È «la riproposizione, nell’America e nell’Occidente di oggi, della missione ideologica di fare l’uomo nuovo», ha detto Alberto Mingardi, augurandosi che la “profezia” di Dreher sia sbagliata. Il punto cruciale, ha spiegato il direttore dell’Ibl, è che «l’orizzonte politico attuale, il mondo della politica dell’identità, è profondamente collettivista. Le dinamiche dell’appartenenza politica, oggi, coincidono con il vittimismo di massa. Noi apparteniamo a una certa categoria di “vittime”, e in quanto tali abbiamo diritto a un risarcimento. Non per un torto subito da noi in prima persona, ma per un torto subito dal gruppo al quale apparteniamo». Bisogna però anche ascoltare «le ragioni degli altri», avverte Mingardi, «esistono gruppi che hanno subìto grandi torti nella storia».

«Quando si vedono i guasti del politicamente corretto, e sono tanti, si finisce per non vedere che esso risponde anche a un’esigenza antica e reale: cioè migliorare un po’ le regole di convivenza, guardarsi con un po’ più di simpatia reciproca». Secondo Mingardi la tesi di Dreher è debole proprio sul termine scelto, «dover parlare di totalitarismo moderato forse significa che la categoria non è quella giusta». Tante “schedature” che i giganti tech fanno dei nostri dati «hanno effetti modesti sulle nostre vite», e poi «la complessità del diritto proprio a partire dagli Stati rende le aziende molto prudenti, quando si affaccia la possibilità di condividere quelle informazioni con lo Stato. Sarei un po’ più fiducioso nel diritto».

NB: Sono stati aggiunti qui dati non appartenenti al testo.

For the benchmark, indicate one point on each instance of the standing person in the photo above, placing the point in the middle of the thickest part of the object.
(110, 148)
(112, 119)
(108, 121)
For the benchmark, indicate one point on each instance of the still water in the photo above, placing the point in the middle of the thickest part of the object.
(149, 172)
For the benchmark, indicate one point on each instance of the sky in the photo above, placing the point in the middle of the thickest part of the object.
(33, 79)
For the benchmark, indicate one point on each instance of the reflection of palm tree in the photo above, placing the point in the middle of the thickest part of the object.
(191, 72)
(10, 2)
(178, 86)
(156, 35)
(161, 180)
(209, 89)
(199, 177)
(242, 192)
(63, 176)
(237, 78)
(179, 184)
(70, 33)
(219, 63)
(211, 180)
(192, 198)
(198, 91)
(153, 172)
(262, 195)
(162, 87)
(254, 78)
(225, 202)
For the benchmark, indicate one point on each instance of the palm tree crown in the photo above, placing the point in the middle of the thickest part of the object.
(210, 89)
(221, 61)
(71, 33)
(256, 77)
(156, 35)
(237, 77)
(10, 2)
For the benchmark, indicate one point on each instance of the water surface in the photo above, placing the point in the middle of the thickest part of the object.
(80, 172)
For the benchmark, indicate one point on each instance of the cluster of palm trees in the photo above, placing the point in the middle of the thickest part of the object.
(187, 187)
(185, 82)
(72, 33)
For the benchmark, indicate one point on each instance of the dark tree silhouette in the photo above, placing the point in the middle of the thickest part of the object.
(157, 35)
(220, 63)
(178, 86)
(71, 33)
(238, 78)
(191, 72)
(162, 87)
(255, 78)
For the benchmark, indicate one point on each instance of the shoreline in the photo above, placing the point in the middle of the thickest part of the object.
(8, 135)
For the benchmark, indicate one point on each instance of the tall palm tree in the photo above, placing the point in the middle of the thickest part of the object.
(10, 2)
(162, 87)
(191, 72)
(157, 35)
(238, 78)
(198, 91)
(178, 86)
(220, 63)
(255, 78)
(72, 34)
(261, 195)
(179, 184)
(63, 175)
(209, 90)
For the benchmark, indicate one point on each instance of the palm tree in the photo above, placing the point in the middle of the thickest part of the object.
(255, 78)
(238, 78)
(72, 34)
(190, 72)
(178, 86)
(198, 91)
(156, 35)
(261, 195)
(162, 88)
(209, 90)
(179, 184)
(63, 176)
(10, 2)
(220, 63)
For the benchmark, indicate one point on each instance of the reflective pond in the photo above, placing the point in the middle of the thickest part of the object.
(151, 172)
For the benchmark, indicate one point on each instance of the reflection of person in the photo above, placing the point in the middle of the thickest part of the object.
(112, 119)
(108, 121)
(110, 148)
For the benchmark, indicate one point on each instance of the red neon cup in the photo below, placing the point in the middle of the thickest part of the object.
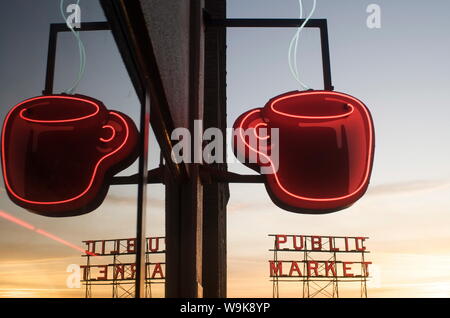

La responsabilità degli intellettuali

C’è poi il capitolo social network, dove Dreher secondo Mingardi ha ragione quando denuncia «un problema di omologazione ideologica delle classi dirigenti. Il problema più grosso è come i social influenzino, per le loro stesse dinamiche, il discorso pubblico. Il problema è la natura delle guerre culturali e qui credo che Dreher centri perfettamente il punto, sollevando il tema, mai abbastanza sottolineato, della responsabilità degli intellettuali. Nelle belle pagine che dedica ai Social justice warrior, Dreher sottolinea giustamente come sia sempre di più una convinzione presente nei ceti intellettuali che il linguaggio plasma la realtà dell’uomo».

«L’esistenza del sistema dipende dalla paura del popolo di opporsi a tali bugie. Ma l’opposizione attiva è costosa, in alcuni casi può arrivare a costare la vita. Allora Solzenicyn, che ne era ben consapevole e sapeva che il coraggio è risorsa quantomai scarsa nel cuore umano, faceva un invito più modesto ma più potente: “Il nostro modo di vivere dev’essere il seguente: Mai sostenere coscientemente le menzogne!“. Quello era un invito personale e Dreher rivolge un invito personale al suo lettore, che è un cristiano “impegnato” di questa o quella confessione».

Accettare la sofferenza

Senza accettare la sofferenza però, ha concluso Rod Dreher, è impossibile resistere: «Un ottimista pensa che le cose andranno bene, e sbaglia. Un cristiano spera che le cose andranno bene, ma sa che se non sarà così la sua sofferenza sarà strumento di redenzione del mondo nelle mani di Dio». «Conservare la memoria è fondamentale», ha concluso Mingardi. «Se credete che io sia un allarmista esagerato – ha chiosato Dreher – spero abbiate ragione. Ma era ancora Solzenicyn a dire che se pensiamo che “queste cose non possono accadere qui” dobbiamo sapere che “tutto il male del ventesimo secolo è possibile ovunque”. La scelta di come resistere è nostra».